20 septembre 2026 – Émission 4
A2M / Mundo LLN
À Louvain-la-Neuve, Archi Urbain part à la découverte de Mundo LLN, un projet réalisé par le bureau A2M qui interroge la manière dont l’architecture peut devenir véritablement circulaire. Plutôt que de repartir d’une page blanche, les architectes ont conservé et intégré une ancienne grange au projet et développé autour d’elle quelque 2.300 m² d’espaces de travail destinés notamment à des ONG, associations et entreprises sociales. Structure en acier de réemploi, éléments en bois, briques, planchers, carrelages ou luminaires récupérés : ici, le réemploi devient un véritable système constructif. Le bâtiment, certifié Passive House Plus, associe également géothermie, ventilation double flux, récupération des eaux de pluie, lumière naturelle et aménagements favorisant la biodiversité. Mais Mundo LLN va plus loin encore en pensant dès aujourd’hui à ses transformations futures : sa trame modulaire, ses systèmes démontables et même certaines zones de parking ont été conçus pour pouvoir changer d’usage. Une réalisation qui pose une question essentielle pour le LaboNord : et si construire durablement consistait d’abord à construire avec ce qui existe déjà — et à prévoir ce que le bâtiment pourra devenir demain ?
+ Épisode 3 de la série « Habiter la lumière » : J’ai besoin d’espace – une extension est-elle la solution ?

23 septembre 2026 – 20 ans
Pour célébrer les 20 ans d’Archi Urbain, un premier cadeau est offert à toutes celles et ceux qui suivent l’émission depuis ses débuts — ou qui la découvrent aujourd’hui. Du 23 au 30 septembre 2026, les 8 films réalisés par Mister Emma et produits par Les Délires Productions seront exceptionnellement accessibles gratuitement en ligne. Huit films, huit histoires, huit regards portés sur l’architecture, la ville et celles et ceux qui les façonnent. Pendant une semaine seulement, Archi Urbain ouvre ainsi ses archives cinématographiques et invite son public à découvrir — ou redécouvrir — une partie de ces vingt années de rencontres, de tournages et de passion pour l’architecture.
27 septembre 2026 – Émission 5
OXY / Binst Architects
Luc Binst, CEO et architecte de l’agence anversoise Binst Architects, retrace d’abord l’évolution du bureau, dont il a progressivement repris les rênes après avoir rejoint Jo Crepain en 2005. Il explique avoir insufflé à l’agence une nouvelle dynamique, fondée sur davantage d’innovation, une réflexion conceptuelle plus forte et une identité affirmée, jusqu’au changement de nom en 2018 vers Binst Architects. À ses yeux, l’architecture est indissociable de l’ambition : chaque projet doit porter du sens, exprimer une vision claire et chercher à tirer le meilleur de son contexte, qu’il s’agisse d’une écriture sobre et rigoureuse ou, au contraire, d’une forme plus expressive et iconique.

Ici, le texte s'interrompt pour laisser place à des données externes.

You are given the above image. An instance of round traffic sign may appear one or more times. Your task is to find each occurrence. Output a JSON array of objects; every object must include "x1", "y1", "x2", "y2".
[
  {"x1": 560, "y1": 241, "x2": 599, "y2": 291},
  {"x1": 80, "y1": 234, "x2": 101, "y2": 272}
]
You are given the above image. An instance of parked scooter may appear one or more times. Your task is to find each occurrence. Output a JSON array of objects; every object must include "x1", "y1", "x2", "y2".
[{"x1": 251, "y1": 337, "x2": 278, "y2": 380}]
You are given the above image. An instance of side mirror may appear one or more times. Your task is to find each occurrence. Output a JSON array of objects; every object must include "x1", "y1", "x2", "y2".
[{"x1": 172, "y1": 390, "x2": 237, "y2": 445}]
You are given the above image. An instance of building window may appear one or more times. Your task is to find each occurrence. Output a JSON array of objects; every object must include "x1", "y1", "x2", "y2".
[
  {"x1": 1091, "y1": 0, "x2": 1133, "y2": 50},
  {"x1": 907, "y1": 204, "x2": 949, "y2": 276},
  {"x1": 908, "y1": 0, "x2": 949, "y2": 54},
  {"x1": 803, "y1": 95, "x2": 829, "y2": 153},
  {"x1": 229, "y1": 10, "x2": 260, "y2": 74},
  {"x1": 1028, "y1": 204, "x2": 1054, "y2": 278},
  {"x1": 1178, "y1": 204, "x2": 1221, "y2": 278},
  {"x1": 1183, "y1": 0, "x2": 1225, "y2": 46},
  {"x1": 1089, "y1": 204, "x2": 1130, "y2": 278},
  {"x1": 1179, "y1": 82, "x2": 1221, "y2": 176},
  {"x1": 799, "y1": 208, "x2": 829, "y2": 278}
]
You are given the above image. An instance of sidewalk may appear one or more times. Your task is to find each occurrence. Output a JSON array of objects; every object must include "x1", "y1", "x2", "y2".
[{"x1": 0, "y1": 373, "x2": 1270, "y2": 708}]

Il défend une pratique ouverte et multidisciplinaire, où l’architecture dialogue avec le design de mobilier, l’architecture intérieure, l’urbanisme, le masterplanning et l’intégration artistique. Cette diversité nourrit selon lui la richesse du bureau et permet de concevoir chaque projet comme une œuvre cohérente, pensée dans les moindres détails, de l’idée initiale jusqu’à l’enveloppe du bâtiment. Luc Binst insiste également sur la vocation positive de l’architecture, qu’il considère comme un levier capable d’améliorer un quartier, de renforcer l’attractivité d’un lieu et de contribuer à la qualité de vie.
Enfin, il rappelle que le métier d’architecte est à la fois exigeant et passionnant. Il suppose de concilier créativité, sens de la médiation, maîtrise technique, connaissance des réglementations et capacité à naviguer dans un contexte de plus en plus complexe. Malgré ces contraintes, Luc Binst dit aimer profondément cette profession, précisément parce qu’elle permet de créer du sur-mesure, d’apporter une réelle valeur ajoutée à la société et de travailler collectivement avec une équipe qu’il décrit comme soudée, polyvalente et animée par une ambition commune.